Socialist victory in Catalan election closes the door on separatist movement
The party has won in the Spanish northeastern region for the first time, while pro-independence groups lost their majority. But Salvador Illa lacks enough lawmakers to form a government and faces tough negotiations
The desire for change claimed a victory this past Sunday in Spain’s northeastern region of Catalonia, and it did so in three different ways.
For the first time, the Catalan Socialist Party (PSC) secured a victory both in terms of votes and seats. Collectively, independence parties lost the majority they’d held since the separatist movement known as the procès surged over a decade ago. And the political shift to the right seen elsewhere in Europe was reflected in Catalonia as well, with much stronger results for the center-right Popular Party (PP), the far-right Vox holding its own, and a new far-right, pro-independence party called Aliança Catalana claiming two seats for the first time in the regional parliament.

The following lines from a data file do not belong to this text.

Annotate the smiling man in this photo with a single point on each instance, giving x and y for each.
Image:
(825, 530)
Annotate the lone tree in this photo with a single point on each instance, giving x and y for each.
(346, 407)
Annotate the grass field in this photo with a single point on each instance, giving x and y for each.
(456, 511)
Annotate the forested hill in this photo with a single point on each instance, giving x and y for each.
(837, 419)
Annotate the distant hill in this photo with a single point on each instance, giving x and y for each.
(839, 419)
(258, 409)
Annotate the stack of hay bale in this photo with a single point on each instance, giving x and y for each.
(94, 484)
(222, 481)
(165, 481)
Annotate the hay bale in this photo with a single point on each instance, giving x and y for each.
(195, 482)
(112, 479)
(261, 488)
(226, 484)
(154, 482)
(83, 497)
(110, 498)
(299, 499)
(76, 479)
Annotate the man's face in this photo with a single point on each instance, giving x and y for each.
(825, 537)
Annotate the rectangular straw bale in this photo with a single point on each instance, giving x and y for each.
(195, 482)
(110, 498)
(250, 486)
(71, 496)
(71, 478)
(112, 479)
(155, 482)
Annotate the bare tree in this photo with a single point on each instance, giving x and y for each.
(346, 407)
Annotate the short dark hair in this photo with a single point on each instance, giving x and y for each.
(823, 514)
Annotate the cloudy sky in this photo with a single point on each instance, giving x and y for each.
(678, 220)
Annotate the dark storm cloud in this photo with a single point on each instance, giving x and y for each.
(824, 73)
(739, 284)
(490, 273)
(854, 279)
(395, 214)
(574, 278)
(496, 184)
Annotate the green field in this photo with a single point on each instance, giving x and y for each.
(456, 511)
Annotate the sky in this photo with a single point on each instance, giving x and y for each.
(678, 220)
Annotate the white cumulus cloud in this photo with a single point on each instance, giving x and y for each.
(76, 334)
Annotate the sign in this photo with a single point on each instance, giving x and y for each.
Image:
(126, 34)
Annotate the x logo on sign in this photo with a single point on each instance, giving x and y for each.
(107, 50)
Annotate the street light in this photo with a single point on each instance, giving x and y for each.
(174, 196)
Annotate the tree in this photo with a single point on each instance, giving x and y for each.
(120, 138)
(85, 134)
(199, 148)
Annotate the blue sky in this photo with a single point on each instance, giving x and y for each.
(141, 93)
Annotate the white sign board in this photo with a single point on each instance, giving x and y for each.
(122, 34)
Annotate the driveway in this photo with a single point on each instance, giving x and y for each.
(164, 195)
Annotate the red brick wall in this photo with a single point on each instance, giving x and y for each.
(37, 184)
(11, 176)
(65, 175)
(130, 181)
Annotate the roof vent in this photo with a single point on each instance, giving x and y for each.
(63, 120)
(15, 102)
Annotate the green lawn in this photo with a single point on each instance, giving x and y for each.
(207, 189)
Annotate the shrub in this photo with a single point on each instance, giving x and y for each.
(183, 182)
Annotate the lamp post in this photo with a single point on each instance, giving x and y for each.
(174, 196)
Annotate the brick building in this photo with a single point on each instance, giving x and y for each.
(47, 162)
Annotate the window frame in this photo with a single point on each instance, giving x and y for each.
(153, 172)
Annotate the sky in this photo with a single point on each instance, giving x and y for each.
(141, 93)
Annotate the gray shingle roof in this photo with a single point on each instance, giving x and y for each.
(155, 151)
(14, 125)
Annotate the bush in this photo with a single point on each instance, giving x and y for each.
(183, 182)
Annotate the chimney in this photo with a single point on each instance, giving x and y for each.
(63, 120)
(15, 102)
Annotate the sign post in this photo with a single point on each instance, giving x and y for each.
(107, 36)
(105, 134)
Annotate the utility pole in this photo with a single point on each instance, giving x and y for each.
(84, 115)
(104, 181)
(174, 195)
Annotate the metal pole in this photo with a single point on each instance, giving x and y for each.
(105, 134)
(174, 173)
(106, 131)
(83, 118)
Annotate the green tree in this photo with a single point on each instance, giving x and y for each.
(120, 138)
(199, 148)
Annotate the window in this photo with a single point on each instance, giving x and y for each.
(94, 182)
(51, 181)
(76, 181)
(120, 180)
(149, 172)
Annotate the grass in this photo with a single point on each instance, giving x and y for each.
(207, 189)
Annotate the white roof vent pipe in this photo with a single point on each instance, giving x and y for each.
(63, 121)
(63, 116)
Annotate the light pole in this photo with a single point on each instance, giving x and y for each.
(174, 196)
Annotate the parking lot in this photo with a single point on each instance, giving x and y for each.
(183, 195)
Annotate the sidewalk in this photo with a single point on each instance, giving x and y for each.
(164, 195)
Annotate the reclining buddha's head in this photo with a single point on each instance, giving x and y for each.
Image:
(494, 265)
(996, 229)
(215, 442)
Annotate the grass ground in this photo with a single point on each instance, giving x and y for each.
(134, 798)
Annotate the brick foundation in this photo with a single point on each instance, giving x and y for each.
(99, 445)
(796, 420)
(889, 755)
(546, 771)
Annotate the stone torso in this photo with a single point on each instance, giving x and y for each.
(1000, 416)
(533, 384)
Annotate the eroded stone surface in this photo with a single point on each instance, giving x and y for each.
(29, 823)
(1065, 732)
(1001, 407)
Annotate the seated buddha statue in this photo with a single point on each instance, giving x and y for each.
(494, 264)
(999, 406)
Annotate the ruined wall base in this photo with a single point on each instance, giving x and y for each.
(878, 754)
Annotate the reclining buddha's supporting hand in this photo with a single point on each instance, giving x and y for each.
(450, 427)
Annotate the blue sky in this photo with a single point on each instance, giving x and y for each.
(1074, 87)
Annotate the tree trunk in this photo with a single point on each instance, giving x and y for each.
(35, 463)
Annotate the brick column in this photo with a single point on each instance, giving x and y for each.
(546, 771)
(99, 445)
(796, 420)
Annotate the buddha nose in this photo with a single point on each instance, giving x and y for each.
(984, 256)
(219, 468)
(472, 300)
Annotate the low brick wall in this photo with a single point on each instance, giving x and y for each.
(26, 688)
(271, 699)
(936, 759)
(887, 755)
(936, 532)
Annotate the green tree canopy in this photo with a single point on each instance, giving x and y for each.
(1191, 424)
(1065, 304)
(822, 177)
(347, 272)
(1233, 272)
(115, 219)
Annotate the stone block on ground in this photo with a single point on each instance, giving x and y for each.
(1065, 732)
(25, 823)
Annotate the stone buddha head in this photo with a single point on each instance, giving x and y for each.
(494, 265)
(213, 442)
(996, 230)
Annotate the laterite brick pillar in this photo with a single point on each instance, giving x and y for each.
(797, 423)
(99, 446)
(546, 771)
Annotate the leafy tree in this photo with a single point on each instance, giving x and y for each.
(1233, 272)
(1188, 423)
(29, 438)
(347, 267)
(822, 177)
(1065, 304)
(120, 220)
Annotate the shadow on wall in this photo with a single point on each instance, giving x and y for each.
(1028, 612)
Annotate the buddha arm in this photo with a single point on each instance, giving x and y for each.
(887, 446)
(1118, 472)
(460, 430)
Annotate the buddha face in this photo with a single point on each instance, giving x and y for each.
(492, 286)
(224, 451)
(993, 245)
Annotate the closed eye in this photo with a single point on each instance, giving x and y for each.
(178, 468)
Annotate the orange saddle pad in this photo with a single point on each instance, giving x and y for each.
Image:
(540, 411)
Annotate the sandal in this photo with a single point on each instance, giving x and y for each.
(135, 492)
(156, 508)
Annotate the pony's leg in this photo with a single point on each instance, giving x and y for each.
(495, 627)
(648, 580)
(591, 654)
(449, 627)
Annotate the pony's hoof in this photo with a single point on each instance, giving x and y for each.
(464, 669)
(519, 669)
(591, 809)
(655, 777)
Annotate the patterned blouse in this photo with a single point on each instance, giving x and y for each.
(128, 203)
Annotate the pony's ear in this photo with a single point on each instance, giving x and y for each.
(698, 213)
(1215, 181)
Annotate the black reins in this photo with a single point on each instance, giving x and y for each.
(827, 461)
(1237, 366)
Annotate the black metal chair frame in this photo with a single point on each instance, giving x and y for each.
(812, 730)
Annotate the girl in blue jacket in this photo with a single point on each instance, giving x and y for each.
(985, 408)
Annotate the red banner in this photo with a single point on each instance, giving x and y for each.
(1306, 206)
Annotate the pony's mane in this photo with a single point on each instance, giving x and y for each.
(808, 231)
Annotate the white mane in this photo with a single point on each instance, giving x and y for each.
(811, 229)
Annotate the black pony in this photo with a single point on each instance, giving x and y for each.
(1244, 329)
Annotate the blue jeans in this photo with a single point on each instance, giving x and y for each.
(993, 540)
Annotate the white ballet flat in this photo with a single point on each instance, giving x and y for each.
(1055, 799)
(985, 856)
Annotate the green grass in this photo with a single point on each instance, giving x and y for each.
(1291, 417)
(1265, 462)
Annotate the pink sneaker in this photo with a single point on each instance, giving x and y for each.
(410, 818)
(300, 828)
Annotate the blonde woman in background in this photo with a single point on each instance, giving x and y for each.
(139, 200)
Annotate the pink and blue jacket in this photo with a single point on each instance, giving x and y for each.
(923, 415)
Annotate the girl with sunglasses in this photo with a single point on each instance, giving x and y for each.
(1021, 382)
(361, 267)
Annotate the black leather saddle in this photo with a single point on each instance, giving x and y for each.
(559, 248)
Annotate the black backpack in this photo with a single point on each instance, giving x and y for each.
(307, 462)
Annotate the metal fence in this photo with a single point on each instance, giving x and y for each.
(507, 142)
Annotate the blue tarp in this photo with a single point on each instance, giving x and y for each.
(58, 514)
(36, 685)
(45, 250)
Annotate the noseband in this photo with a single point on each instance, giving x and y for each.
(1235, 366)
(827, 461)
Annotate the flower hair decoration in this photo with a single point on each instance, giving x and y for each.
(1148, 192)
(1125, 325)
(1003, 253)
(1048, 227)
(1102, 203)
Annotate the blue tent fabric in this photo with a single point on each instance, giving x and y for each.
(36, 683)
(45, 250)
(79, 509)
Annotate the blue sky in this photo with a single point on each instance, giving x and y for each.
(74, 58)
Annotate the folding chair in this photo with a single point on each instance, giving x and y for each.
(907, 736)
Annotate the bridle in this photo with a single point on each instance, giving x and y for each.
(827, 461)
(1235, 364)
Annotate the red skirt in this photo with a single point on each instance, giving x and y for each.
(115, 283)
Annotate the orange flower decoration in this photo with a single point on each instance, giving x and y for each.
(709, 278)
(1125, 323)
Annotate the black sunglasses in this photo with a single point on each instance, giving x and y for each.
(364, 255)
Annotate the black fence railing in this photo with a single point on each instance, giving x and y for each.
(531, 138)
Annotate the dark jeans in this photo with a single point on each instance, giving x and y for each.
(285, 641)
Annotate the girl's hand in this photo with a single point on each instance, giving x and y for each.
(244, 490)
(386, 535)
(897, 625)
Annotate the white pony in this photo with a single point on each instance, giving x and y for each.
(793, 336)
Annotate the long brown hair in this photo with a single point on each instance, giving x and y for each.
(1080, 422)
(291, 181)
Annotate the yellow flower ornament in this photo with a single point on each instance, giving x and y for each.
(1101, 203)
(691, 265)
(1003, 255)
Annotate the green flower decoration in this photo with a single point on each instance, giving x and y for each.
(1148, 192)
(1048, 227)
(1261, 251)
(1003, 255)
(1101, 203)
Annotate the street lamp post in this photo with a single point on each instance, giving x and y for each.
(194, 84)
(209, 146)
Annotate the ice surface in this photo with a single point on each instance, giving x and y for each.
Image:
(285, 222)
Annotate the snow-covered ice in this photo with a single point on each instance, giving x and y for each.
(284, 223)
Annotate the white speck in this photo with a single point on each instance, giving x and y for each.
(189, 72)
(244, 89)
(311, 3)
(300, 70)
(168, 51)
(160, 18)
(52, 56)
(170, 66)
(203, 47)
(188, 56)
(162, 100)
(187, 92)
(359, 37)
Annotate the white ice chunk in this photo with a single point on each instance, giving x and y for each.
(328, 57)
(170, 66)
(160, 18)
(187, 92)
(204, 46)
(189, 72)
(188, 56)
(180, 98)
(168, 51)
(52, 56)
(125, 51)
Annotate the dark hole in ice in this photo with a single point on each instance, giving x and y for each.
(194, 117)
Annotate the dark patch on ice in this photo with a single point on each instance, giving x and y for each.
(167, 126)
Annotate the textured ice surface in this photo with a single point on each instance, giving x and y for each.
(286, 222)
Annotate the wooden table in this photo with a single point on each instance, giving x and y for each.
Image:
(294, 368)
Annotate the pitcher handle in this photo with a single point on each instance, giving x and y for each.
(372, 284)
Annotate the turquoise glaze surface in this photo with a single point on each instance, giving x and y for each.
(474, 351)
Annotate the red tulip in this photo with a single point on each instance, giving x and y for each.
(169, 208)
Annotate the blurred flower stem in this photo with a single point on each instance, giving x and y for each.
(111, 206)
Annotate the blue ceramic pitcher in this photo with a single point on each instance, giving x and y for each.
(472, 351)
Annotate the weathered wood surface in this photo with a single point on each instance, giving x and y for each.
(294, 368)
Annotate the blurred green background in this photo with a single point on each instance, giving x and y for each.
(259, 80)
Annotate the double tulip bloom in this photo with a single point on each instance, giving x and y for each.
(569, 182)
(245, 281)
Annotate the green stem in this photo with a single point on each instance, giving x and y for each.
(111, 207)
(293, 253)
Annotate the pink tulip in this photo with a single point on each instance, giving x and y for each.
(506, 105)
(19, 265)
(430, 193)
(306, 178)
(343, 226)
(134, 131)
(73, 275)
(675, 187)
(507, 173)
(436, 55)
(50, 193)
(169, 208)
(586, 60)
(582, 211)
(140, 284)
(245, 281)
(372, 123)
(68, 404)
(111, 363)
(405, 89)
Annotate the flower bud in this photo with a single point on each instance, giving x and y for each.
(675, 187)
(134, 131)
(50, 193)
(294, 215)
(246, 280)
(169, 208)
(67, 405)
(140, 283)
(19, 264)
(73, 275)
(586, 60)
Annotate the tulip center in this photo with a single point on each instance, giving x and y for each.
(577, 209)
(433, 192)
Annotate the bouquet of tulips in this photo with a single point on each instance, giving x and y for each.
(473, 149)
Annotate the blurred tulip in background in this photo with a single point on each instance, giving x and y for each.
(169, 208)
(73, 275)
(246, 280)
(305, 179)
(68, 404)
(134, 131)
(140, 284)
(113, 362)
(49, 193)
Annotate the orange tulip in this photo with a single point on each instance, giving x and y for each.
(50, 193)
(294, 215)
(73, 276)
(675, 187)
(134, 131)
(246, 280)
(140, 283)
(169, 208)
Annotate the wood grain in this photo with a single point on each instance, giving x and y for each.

The debate over Spanish Prime Minister Pedro Sánchez’s push to grant amnesty to leaders of the 2017 unilateral secession attempt in Catalonia, in exchange for their parliamentary support following inconclusive national elections in July, proved very polarizing in Spain as a whole, but seems to have had the opposite effect in Catalonia: it has deactivated separatism and ended what was left of the procès, yet without granting the political right enough power to play the role of kingmaker in the formation of a new government.
But putting together a new Catalan executive will be no easy task. The winner of the night, Salvador Illa, secured 42 seats for his PSC, up from 33 in 2021. In his victory speech, he said that Catalonia is “opening a new era” that, he insisted, will be one “for all Catalans, whatever they think, whatever language they speak and wherever they come from.”
But it takes 68 seats for a majority in the 135-member chamber. The party that earned the second-highest number of lawmakers (35) is Junts, led by Carles Puigdemont, who also headed the failed 2017 secession attempt and later fled to Belgium to avoid prosecution.
A joint government with Junts in Catalonia seems unlikely. Instead, the challenge for Illa in the weeks ahead will be to achieve support from other leftist groups, most notably Esquerra Republicana (down to 20 seats from 33) and Comuns (6). Another option would be a stable deal with Comuns, supplemented by negotiations with other parties for abstentions and support on a case-by-case basis.
If everything fails, Catalans could be facing a repeat election in October.
But Illa made a point of saying that he will submit his name to lead a new executive in Catalonia. The statement was meant as a signal that he will not yield to pressure from separatist sectors to give up his chance at a regional premiership in exchange for Junts continuing to support Pedro Sánchez’s administration in the national parliament.